A pessoa "X" tem o QI realmente muito alto, mas não tanto quanto o de Einstein, ou Hawking, ou mesmo Darwin. Além de um alto QI, ela tem seus méritos em outras atividades, que não são poucos. Por isso não vejo razão para que ela, ou qualquer outra pessoa, distorça os fatos como fez. Mas esse tipo de distorção é incrivelmente frequente.

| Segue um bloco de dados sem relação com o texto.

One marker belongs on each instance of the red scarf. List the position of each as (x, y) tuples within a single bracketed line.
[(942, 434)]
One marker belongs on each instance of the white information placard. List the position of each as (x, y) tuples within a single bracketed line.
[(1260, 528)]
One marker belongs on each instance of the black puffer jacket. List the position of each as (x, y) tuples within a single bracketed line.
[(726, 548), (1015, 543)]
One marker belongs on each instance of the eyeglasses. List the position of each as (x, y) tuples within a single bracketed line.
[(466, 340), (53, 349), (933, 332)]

Nesse artigo, tentarei esclarecer alguns conceitos e alguns detalhes técnicos sobre o QI, que ajudam a filtrar alagações incorretas, bem como notícias incorretas.

 

Para começar, acho necessário esclarecer que os testes tradicionais usados em clínicas possuem teto real de dificuldade perto de 135, raramente chegando a 140. Embora alguns testes tradicionais tenham teto nominal acima de 150 e até acima de 180, os tetos reais nem sequer chegam perto disso. Os home tests podem chegar a medir corretamente em níveis mais elevados, chegando a 165 ou mesmo 170, mas também ficam limitados aproximadamente nesse patamar. Talvez os testes de QI com teto real mais elevado, com dificuldade compatível com o teto, sejam o Sigma Test VI e o Sigma Test. O teto real do Sigma Test talvez chegue a rIQ=190 e pIQ=225. O teto do Sigma Test VI deve ser um pouco mais alto que o do Sigma Test, talvez rIQ=195 e pIQ=235, porém a amostra de pessoas examinadas é muito pequena e isso torna a norma muito inacurada. Além disso, o Sigma Test e o Sigma Test VI são ambos de minha autoria, logo não seria possível que eu fosse examinado por meio deles.

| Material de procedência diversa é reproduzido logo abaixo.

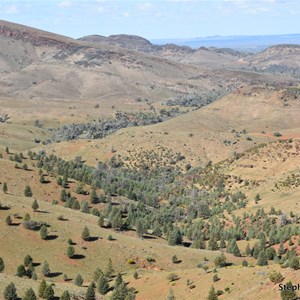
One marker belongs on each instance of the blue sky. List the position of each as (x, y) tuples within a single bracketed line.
[(156, 18)]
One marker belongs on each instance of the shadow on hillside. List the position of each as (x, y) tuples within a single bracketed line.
[(186, 244), (15, 224), (4, 208), (36, 264), (63, 219), (93, 238), (46, 181), (54, 274), (149, 237), (78, 256), (51, 237)]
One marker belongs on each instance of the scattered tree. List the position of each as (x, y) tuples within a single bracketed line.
[(78, 280), (44, 232), (2, 265), (35, 205), (29, 295), (4, 188), (85, 235), (28, 191), (70, 251), (10, 292)]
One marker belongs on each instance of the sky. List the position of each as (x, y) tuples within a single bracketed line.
[(156, 19)]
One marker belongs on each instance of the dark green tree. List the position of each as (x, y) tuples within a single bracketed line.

Num país como o Brasil, com 200 milhões de pessoas, a previsão teórica é de que a pessoa com QI mais alto tenha cerca de 190 de rIQ ou 225 de pIQ, portanto acima dos limites medidos pelos testes de QI mais difíceis que existem. Consequentemente, a alternativa acaba sendo recorrer a métodos subjetivos – as estimativas – e por serem subjetivos fica muito difícil assegurar que as avaliações sejam corretas. Como a população mundial é cerca de 7,8 bilhões, então as pessoas com os maiores rIQs do mundo devem estar perto de 195 a 200. Nesse patamar é ainda mais difícil tentar medir o QI por testes convencionais.

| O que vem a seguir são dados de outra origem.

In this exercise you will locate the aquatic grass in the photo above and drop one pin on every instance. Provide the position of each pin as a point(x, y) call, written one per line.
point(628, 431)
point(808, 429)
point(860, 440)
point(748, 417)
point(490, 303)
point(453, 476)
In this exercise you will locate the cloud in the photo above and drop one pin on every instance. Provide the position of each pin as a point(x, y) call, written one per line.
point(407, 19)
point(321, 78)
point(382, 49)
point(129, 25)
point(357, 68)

O QI correto de Einstein, portanto, deve estar no patamar de 235 em pIQ ou 195 rIQ. Se incluísse os significados de pIQ e rIQ nesse texto, comprometeria a fluidez, porque tal explicação exigiria vários parágrafos e algumas ilustrações. Por isso sugiro a leitura desse artigo: https://www.sigmasociety.net/escalasqi. Essa leitura é necessária para compreender vários pontos que serão analisados aqui.  

 

Em relação às crianças reportadas como se tivessem QIs maiores que o de Einstein, antes de tudo é importante esclarecer que geralmente elas são de fato inteligentes, muito inteligentes, mas nem longe chegam a ser tão inteligentes quanto Einstein. O erro nesses casos pode ocorrer por 4 motivos principais:

 

  1. Uso de escalas diferentes (com diferentes desvios padrão) ao fazer as comparações.

  2. Uso de testes com tetos nominais diferentes dos tetos reais.

  3. Conversão incorreta do QI medido na infância.

  4. Uso de valor incorreto para o QI de Einstein.

 

Há muitas páginas na Internet com a informação gravemente incorreta de que o QI de Einstein é 160, uma quantidade menor que atribui a Einstein o QI 150 e outras que lhe atribuem 158. Para que se possa ter uma ideia melhor do que isso representa, vejamos na tabela abaixo o nível de raridade teórica equivalente a cada QI. Veja uma explicação detalhada dessa tabela nesse vídeo: https://youtu.be/AhCYUMoo1t0:

texto. É fácil.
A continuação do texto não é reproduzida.